Trusted and neutral - the blockchain has no centralized administrators or special network permissions, meaning anyone can submit transactions without fear of manipulation or discrimination.
Verification by end users - anyone in the world can audit the history and current state of the blockchain ledger and the underlying code of the client software.
More specifically, the task of the blockchain is to manage an internal ledger that can record asset ownership, contract status, or raw data. Most blockchain networks are managed by "block producers" and "full nodes". These two types of actors each perform distinct but sometimes overlapping functions.
Block producers collect unconfirmed transactions submitted by users, check the validity of transactions, and place transactions in data structures we call "blocks". Block producers are usually called “miners” in proof-of-work (PoW) blockchains and “validators” in proof-of-stake (PoS) blockchains. Both PoW and PoS are anti-Sybil attack mechanisms, which can always maintain the robustness of the blockchain ledger and prevent the ledger from being manipulated.
full nodefull nodeAccept or decline. The full node will independently store a complete copy of the blockchain ledger and continuously verify new blocks, but the full node does not need to participate in the block production process. Most full nodes are run by block producers, but key economic actors and end users such as exchanges, RPC protocol providers, and stablecoin issuers can also run full nodes. Full nodes have the right to reject invalid blocks, so they can supervise the behavior of block producers, even ifMost block producers are maliciousimage description
Users submit transactions to the blockchain through full nodes, while miners and verification nodes provide blocks to full nodes and get verified
In addition, separating full nodes from block producers can also prevent miners or verification nodes from arbitrarily changing protocol rules and manipulating blocks. This is a power checks and balances mechanism where block producers only have the power to order transactions but cannot dictate the rules of the blockchain. The rules are governed by the full-node community. In theory, anyone can easily join the full-node community. To learn more about the underlying architecture of the blockchain, check out theRead the facts of encryption in one article: the calculation and recording of trust minimization》。

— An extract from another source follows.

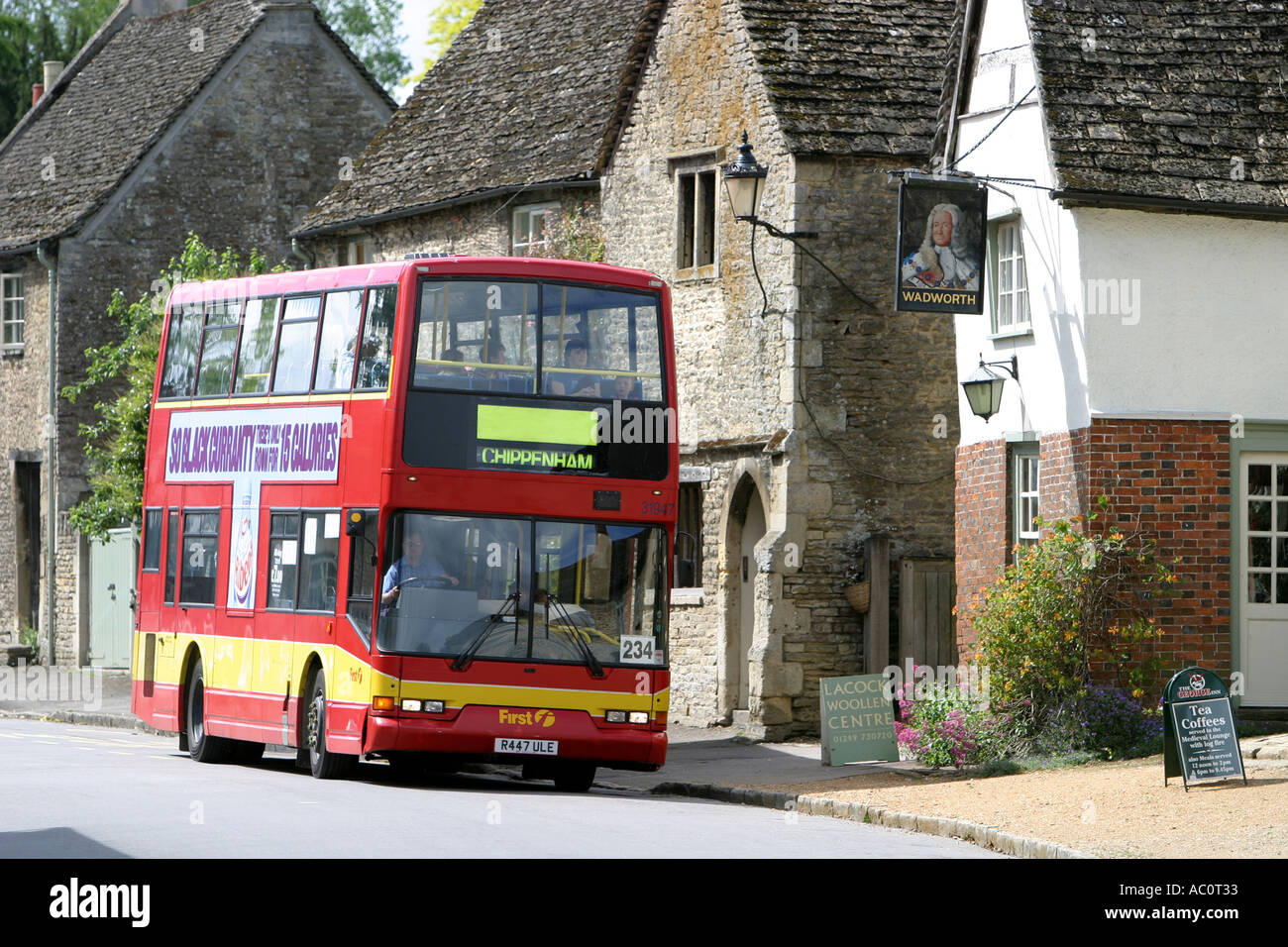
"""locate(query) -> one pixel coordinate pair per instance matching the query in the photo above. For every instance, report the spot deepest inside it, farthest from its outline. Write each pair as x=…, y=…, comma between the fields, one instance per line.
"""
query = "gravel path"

Reduced hardware requirements forLower the threshold for full node operationThis is crucial for blockchains, which has always been the key to maintaining the level of decentralization and the key to achieving trust minimization. However, decentralization also often results in very slow blockchains, as the network is only as fast as the slowest node in it. This problem is also known as "The Impossible Trinity of Blockchain", or"The Scalability Conundrum"image description
The impossible triangle of the blockchain means that the blockchain has to make trade-offs in the three dimensions of scalability, security, and decentralization
There is a bottleneck in the traditional blockchain model, that is, to achieve scalability, the level of decentralization or security must be sacrificed, or a certain sacrifice must be made in both dimensions. For example, a network that achieves scalability and decentralization will have to provide economic incentives for a large number of active participants to ensure security. A network that achieves scalability and security usually has to increase node operating costs, thereby sacrificing the level of decentralization. In addition, networks that achieve decentralization and security usually need to maintain low node requirements and high attack costs, but eventually encounter bottlenecks in scalability.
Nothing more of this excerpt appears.